Spatial distribution of the potential ecological risk coefficient (\( {E}_r^i \)) for Hg in soil

As shown in Fig. 5, the spatial distribution of the PRI exhibited the same trends as those of \( {E}_r^i \). High PRI values were observed in the regions surrounding the coal-mining area, industrial area, living area, and the southern portion of Kalamaili Mountain. The potential ecological risk in these areas was comparatively high. The spatial variation pattern map showed that most of the regions had a moderate risk status.

Fig. 5
figure 5

Spatial distribution of potential ecological risk index (PRI) for all toxic metals in soil

Conclusions

In the present work, the spatial distribution, source, and potential ecological risk of toxic metals were determined in the coal-mining region of northwestern China.
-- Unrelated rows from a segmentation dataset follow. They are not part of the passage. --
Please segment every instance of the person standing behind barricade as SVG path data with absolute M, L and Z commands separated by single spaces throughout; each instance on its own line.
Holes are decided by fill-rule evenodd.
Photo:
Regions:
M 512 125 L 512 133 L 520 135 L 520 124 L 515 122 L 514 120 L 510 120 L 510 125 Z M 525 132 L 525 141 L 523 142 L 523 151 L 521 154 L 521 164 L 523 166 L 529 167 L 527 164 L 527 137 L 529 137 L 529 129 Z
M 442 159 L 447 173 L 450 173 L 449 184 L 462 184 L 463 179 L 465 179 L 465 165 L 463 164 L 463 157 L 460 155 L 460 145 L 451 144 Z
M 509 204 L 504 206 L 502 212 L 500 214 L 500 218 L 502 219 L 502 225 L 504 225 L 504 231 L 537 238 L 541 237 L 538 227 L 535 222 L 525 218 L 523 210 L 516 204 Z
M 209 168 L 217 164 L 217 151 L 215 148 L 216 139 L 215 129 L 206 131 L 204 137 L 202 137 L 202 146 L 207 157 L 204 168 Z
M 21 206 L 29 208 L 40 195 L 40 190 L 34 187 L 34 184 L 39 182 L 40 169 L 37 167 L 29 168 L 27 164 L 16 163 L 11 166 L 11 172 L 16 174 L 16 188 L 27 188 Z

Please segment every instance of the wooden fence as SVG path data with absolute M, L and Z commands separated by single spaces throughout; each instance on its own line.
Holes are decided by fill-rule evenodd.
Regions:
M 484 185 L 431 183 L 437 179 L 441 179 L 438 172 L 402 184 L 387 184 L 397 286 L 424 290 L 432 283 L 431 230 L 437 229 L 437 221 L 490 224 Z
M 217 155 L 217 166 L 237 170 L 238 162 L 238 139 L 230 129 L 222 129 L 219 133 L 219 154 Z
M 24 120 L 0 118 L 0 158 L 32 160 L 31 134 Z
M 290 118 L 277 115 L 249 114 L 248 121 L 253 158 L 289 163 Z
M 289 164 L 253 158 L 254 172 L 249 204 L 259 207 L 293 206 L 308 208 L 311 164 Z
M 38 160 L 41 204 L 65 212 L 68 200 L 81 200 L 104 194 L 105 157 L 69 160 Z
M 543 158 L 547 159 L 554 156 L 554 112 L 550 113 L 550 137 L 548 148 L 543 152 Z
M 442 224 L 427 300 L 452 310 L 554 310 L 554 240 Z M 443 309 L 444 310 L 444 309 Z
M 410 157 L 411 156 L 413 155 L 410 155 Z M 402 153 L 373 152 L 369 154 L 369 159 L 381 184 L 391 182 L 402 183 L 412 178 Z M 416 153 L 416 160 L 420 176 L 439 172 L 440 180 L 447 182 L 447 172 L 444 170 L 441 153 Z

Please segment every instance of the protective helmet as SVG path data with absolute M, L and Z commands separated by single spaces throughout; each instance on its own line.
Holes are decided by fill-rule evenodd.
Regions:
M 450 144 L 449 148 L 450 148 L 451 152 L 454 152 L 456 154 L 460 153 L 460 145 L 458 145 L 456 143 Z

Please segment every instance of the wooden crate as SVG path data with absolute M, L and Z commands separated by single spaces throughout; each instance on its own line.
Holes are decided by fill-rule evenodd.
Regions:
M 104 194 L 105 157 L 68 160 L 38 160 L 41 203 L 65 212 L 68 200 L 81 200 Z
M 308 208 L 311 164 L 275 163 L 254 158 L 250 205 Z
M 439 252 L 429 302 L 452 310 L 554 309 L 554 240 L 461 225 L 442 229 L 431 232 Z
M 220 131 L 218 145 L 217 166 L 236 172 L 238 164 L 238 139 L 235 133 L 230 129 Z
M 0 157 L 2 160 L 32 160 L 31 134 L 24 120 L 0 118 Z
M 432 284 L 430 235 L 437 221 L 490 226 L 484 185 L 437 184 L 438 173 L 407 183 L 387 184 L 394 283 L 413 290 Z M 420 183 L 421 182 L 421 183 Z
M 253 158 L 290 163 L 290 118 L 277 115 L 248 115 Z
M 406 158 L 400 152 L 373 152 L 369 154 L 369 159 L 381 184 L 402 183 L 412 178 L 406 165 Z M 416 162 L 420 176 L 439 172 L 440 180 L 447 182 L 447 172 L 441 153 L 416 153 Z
The main conclusions are as follows:

  1. 1.

    The contents of toxic metals in the soil were ranked as follows: Cr > Zn > As > Cu > Pb > Hg; the soil toxic metal contents of Cr, Hg, and As exceeded the regional background values by 1.4, 16.4, and 2.9 times and exceeded the national soil environmental quality standards of China (GB15618-1995) by 1.1, 4.3, and 2.9 times, respectively. The toxic metals Zn, Cu, and Pb were lower than the limits of both soil standards.

  2. 2.

    A relatively strong correlation was observed between Zn and Cu, both of which primarily originated from the parent material. The toxic metals Cr, As, and Hg originated from human activities such as coal burning, chemical industries, and traffic. The toxic metal Pb originated from a combination of both natural factors and human activities. The spatial distribution trends reveal that the high contents of toxic metals are associated with the middle parts of the study area, which are probably more impacted by atmospheric deposition from coal mining, chemical plants, and other industrial activities. Our research concluded that coal mining and chemical plants were the primary causes of soil toxic metal pollution in the study area.

  3. 3.

    The Igeo and PI of toxic metals were ranked in the following order: Hg > As > Cr > Pb > Cu > Zn. The Igeo of Hg indicated moderate pollution, while the Igeo of As indicated slight-to-moderate pollution. The Igeo of other toxic metals indicated low pollution levels. The PI values of Zn, Cu, and Pb indicated no pollution (PI ≤ 1), while Cr presented moderate pollution (1 < PI ≤ 3), and the mean values of As and Hg were higher than 3 (PI > 3), indicating heavy pollution. The results of the potential ecological risk in the study area showed that Zn, Cu, Cr, and Pb across all sample sites presented low risk, while most of the soil samples had a low to very high ecological risk of Hg. Hg is the most hazardous toxic metal in this region; to avoid further pollution in the region, it is necessary to control Hg emissions from nearby industrial areas.